NEWS

Local plans… Where do they hide them? And why?

The local plan (or local development framework, or the plan, or the local spatial development plan to give it some of its other many other historical, informal and equally confusing names) is one of the most important documents wherever you live. It is quite likely to have a role in deciding whether your local pub stays open, how long it will take you to get to work, what kinds of jobs might be available for your children and many more important and engaging issues for the public. Local planning is a vision for a place, and PlanTech can help it be more accessible.

Yet, most people probably don’t know a local plan even exists, still less its importance. This may be due to the dry and jargon-heavy language used by the gatekeepers of local planning, purposefully or otherwise. Or perhaps they just don’t know where to find it.

A local planning survey released last year by Society for IT practitioners in the public sector (SOCITM) helps us to quantify just how inaccessible the local plan is. I’ll let the results speak for themselves.

“A quarter of councils surveyed failed our ‘essential question’ – ‘Is there a high-level explanation of the role of the Local Plan (on a web page, not a PDF)?’”

If you can’t explain or don’t explain what a local plan is, why should people care?

“Mostly, site users are left to dive into PDFs of up to 250 pages in length (often with no warning about size) to try to extract the information they are most interested in.

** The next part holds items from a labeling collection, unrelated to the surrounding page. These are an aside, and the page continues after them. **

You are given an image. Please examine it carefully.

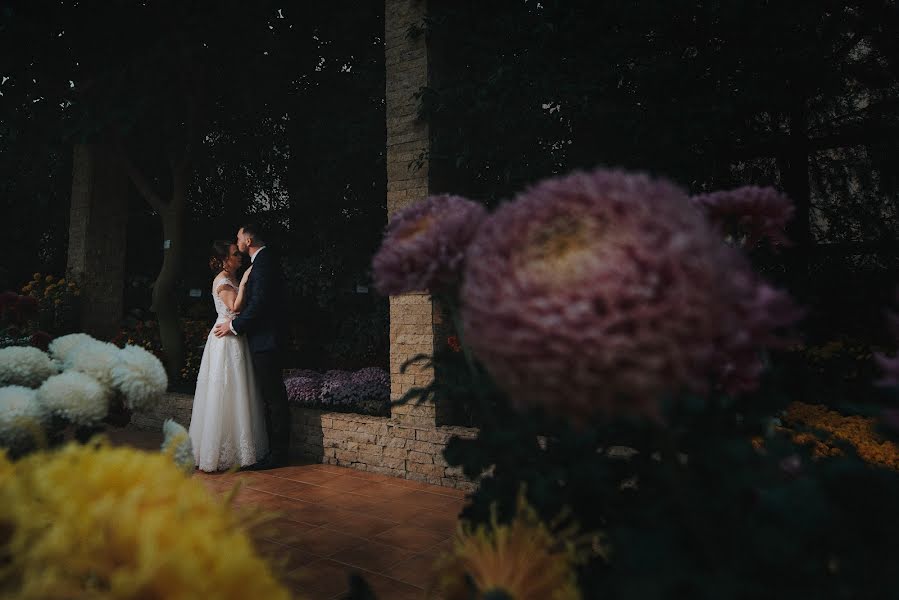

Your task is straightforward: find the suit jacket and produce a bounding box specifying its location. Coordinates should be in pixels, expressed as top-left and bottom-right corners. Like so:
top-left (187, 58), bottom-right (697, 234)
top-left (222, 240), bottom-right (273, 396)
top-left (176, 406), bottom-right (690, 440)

top-left (231, 246), bottom-right (289, 352)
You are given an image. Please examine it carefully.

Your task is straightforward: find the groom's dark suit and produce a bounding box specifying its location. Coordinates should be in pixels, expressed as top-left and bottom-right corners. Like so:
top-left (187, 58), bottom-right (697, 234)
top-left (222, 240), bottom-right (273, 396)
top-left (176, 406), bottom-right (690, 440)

top-left (231, 247), bottom-right (290, 464)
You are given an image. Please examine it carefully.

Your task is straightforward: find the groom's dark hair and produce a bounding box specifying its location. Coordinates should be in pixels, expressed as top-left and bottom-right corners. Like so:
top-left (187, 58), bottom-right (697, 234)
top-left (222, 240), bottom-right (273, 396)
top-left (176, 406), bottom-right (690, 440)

top-left (241, 223), bottom-right (265, 246)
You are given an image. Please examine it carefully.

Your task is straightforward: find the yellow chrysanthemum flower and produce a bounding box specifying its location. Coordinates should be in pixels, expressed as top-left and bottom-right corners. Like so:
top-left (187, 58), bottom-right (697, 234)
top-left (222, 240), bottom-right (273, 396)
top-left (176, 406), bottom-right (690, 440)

top-left (784, 402), bottom-right (899, 470)
top-left (0, 442), bottom-right (290, 600)
top-left (431, 494), bottom-right (603, 600)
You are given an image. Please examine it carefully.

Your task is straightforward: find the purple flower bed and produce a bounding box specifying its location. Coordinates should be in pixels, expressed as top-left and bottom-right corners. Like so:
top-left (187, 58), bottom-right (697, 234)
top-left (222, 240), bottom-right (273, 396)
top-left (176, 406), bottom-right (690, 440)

top-left (284, 367), bottom-right (390, 416)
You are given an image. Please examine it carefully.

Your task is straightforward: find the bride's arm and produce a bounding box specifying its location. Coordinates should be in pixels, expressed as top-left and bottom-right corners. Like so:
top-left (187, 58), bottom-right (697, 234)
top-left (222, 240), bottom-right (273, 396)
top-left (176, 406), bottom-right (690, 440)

top-left (218, 284), bottom-right (243, 312)
top-left (231, 267), bottom-right (253, 312)
top-left (218, 267), bottom-right (253, 312)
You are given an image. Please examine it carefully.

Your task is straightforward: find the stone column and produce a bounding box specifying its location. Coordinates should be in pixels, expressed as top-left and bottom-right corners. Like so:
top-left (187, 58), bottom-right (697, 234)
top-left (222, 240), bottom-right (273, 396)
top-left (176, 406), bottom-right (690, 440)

top-left (384, 0), bottom-right (436, 428)
top-left (66, 144), bottom-right (129, 339)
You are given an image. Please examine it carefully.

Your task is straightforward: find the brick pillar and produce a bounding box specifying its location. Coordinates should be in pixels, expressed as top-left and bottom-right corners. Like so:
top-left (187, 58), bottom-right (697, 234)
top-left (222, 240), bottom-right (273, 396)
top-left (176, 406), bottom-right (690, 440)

top-left (66, 144), bottom-right (129, 339)
top-left (384, 0), bottom-right (436, 427)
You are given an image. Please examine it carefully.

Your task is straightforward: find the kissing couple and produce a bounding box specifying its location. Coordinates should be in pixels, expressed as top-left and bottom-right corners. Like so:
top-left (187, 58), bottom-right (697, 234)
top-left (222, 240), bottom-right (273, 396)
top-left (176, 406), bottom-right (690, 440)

top-left (189, 224), bottom-right (290, 472)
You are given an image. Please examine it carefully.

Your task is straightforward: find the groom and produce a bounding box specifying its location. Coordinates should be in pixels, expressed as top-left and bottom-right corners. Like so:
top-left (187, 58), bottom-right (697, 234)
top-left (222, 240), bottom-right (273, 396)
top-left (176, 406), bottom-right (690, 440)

top-left (213, 224), bottom-right (290, 470)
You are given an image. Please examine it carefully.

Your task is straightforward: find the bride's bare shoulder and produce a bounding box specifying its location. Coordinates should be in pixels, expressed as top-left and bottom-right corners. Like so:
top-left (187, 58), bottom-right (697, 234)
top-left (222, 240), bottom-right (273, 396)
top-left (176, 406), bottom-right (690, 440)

top-left (212, 275), bottom-right (234, 288)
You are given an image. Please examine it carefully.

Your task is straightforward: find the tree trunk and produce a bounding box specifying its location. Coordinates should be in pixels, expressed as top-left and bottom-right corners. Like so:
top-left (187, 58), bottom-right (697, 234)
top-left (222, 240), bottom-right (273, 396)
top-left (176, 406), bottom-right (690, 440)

top-left (150, 165), bottom-right (189, 381)
top-left (777, 101), bottom-right (813, 290)
top-left (66, 144), bottom-right (128, 340)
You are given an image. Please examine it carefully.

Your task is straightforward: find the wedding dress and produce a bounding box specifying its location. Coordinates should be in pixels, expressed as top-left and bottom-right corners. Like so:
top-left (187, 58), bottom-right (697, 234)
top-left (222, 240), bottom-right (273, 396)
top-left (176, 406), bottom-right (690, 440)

top-left (190, 277), bottom-right (268, 471)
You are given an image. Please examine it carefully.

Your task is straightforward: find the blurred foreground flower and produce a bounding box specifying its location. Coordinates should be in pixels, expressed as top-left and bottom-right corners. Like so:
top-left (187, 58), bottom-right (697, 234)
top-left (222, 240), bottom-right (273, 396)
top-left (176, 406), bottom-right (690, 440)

top-left (0, 444), bottom-right (289, 600)
top-left (372, 195), bottom-right (487, 295)
top-left (690, 185), bottom-right (794, 246)
top-left (461, 170), bottom-right (796, 420)
top-left (431, 495), bottom-right (602, 600)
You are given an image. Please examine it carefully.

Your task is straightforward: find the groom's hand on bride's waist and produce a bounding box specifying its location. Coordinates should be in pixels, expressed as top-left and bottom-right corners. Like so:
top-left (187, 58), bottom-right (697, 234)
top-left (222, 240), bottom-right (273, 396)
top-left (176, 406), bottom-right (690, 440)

top-left (212, 321), bottom-right (236, 337)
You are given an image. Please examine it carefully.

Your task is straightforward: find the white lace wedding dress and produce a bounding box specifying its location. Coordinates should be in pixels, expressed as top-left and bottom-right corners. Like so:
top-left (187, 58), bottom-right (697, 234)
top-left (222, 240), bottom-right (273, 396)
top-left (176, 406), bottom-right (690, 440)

top-left (190, 277), bottom-right (268, 471)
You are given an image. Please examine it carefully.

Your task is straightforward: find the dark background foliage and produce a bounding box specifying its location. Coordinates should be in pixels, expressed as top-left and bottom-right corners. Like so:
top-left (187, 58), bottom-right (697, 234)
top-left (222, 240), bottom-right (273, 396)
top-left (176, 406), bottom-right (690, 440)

top-left (0, 0), bottom-right (899, 367)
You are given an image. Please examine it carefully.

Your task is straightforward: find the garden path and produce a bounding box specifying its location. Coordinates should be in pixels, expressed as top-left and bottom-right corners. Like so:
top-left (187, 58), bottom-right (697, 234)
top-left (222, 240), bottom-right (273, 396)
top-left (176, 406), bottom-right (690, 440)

top-left (109, 428), bottom-right (464, 600)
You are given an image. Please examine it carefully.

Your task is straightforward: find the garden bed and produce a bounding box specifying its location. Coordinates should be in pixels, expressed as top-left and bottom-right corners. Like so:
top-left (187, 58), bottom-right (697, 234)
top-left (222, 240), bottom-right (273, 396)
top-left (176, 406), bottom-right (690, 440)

top-left (284, 367), bottom-right (390, 417)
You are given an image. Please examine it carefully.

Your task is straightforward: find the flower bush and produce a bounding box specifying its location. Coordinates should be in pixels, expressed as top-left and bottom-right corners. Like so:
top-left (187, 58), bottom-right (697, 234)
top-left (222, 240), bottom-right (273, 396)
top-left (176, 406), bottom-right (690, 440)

top-left (0, 346), bottom-right (59, 387)
top-left (0, 333), bottom-right (168, 458)
top-left (374, 165), bottom-right (899, 599)
top-left (111, 318), bottom-right (211, 387)
top-left (431, 497), bottom-right (601, 600)
top-left (37, 371), bottom-right (110, 427)
top-left (372, 195), bottom-right (486, 295)
top-left (0, 444), bottom-right (290, 600)
top-left (460, 170), bottom-right (795, 419)
top-left (782, 402), bottom-right (899, 470)
top-left (21, 273), bottom-right (81, 335)
top-left (162, 419), bottom-right (196, 475)
top-left (0, 385), bottom-right (49, 456)
top-left (691, 185), bottom-right (794, 246)
top-left (284, 367), bottom-right (390, 416)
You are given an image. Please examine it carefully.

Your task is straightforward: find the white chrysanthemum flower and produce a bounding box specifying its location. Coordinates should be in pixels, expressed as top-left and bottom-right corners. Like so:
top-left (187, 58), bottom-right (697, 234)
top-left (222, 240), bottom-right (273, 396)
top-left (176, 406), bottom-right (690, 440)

Little wonder that only 37% of sites were able to answer positively our question – ‘Can I find out easily which areas (if any) within the local authority footprint are designated for housing development?’”

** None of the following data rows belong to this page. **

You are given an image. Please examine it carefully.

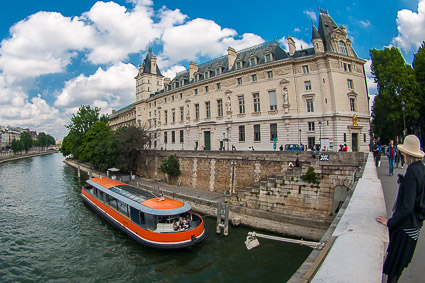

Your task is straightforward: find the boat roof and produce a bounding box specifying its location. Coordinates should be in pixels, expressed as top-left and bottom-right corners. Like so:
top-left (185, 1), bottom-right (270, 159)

top-left (87, 177), bottom-right (191, 216)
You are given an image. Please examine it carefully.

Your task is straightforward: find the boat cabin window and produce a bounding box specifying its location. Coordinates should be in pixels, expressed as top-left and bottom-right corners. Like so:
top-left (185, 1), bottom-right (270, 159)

top-left (117, 200), bottom-right (130, 216)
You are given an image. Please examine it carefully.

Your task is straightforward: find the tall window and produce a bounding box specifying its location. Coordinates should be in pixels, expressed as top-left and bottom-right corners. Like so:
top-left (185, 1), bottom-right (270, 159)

top-left (195, 104), bottom-right (199, 120)
top-left (252, 93), bottom-right (261, 112)
top-left (304, 81), bottom-right (311, 90)
top-left (267, 71), bottom-right (273, 79)
top-left (306, 99), bottom-right (314, 112)
top-left (269, 90), bottom-right (277, 111)
top-left (217, 99), bottom-right (223, 117)
top-left (254, 125), bottom-right (261, 141)
top-left (205, 101), bottom-right (211, 118)
top-left (350, 98), bottom-right (356, 111)
top-left (270, 124), bottom-right (277, 141)
top-left (239, 126), bottom-right (245, 141)
top-left (339, 41), bottom-right (348, 55)
top-left (238, 95), bottom-right (245, 114)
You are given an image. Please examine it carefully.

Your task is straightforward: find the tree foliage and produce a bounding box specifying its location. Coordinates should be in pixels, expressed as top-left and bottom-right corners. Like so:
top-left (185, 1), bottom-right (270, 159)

top-left (19, 131), bottom-right (32, 152)
top-left (160, 154), bottom-right (181, 183)
top-left (370, 47), bottom-right (424, 145)
top-left (116, 126), bottom-right (149, 171)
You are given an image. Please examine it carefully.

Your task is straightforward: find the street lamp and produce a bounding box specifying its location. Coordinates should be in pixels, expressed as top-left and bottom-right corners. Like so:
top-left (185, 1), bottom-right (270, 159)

top-left (401, 100), bottom-right (406, 138)
top-left (319, 121), bottom-right (322, 150)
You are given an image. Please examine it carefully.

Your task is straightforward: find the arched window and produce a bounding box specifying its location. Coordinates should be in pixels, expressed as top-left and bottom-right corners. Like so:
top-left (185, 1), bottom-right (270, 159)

top-left (339, 41), bottom-right (348, 55)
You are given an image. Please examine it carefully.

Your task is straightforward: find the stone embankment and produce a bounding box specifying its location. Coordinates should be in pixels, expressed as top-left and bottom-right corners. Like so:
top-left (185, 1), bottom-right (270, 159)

top-left (289, 154), bottom-right (389, 283)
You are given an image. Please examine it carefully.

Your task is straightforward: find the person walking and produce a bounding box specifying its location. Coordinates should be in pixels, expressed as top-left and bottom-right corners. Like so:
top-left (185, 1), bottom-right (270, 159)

top-left (387, 140), bottom-right (397, 176)
top-left (376, 135), bottom-right (425, 283)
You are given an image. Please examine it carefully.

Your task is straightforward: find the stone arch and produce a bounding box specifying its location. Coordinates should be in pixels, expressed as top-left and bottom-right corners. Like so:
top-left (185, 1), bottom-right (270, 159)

top-left (332, 186), bottom-right (348, 214)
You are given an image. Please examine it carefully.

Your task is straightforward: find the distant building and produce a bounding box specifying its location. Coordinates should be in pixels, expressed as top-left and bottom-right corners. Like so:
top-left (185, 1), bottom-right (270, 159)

top-left (111, 10), bottom-right (370, 151)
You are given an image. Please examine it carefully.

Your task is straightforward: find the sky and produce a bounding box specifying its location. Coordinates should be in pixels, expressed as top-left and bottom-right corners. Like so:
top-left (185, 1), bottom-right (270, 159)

top-left (0, 0), bottom-right (425, 139)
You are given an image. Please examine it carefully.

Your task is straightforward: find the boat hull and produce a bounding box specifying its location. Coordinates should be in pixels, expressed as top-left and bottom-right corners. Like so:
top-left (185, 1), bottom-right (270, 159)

top-left (81, 191), bottom-right (206, 249)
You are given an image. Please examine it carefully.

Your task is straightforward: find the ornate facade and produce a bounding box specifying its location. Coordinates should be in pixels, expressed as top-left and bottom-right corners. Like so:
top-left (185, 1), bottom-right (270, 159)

This is the most horrifying statistic for me. Only 15% of councils looked beyond publishing a PDF. Yes, it takes time, money and resources (none of which they have) for local planning authorities to satisfy the minimum requirements for publishing local plan.

Many maps featured a key with several dozen colours and patterns to distinguish the various types of development or policy. These were often extremely hard to tell apart – especially for someone with poor vision or colour-blindness. Some GIS maps exported to PDF required keys that had to be downloaded separately – a usability nightmare.”

Mapping a new approach to local plans

Sitting behind these maps is a wealth of data and insight, often expensively outsourced by local authorities to consultants, and then summarised in a poorly designed map. How can it be that we all use maps on our phones every day to understand and navigate the world, quickly, easily and cheaply, yet to access local planning data you require a masters in GIS, an expensive software license and a PC available only to two people in a local authority?

A large part of the solution is to think digitally, to enhance accessibility to the public and, equally importantly, machines. As well as the written document, there should be a digital version of the plan that allows people to interrogate and review what it means to their city, their neighbourhood and their lives.

FuturePlan is one example of how visions for a place could be more impactful. It is a user experience PlanTech prototype developed by Connected Places Catapult and Birmingham City Council that explores how you could better communicate the impact of new development over time, by better capturing data from local planning applications and masterplans. The PlanTech map focuses on collecting data about the economic, social and environmental impacts of new development and allows you to see these over time and with reference to particular developments.

With more digital and interactive PlanTech tools, you will get far more engagement in the plan making process, new products and services that use the underlying data for local planning and other purposes. And hopefully, and most importantly, more people would know what a local plan is and how important it is.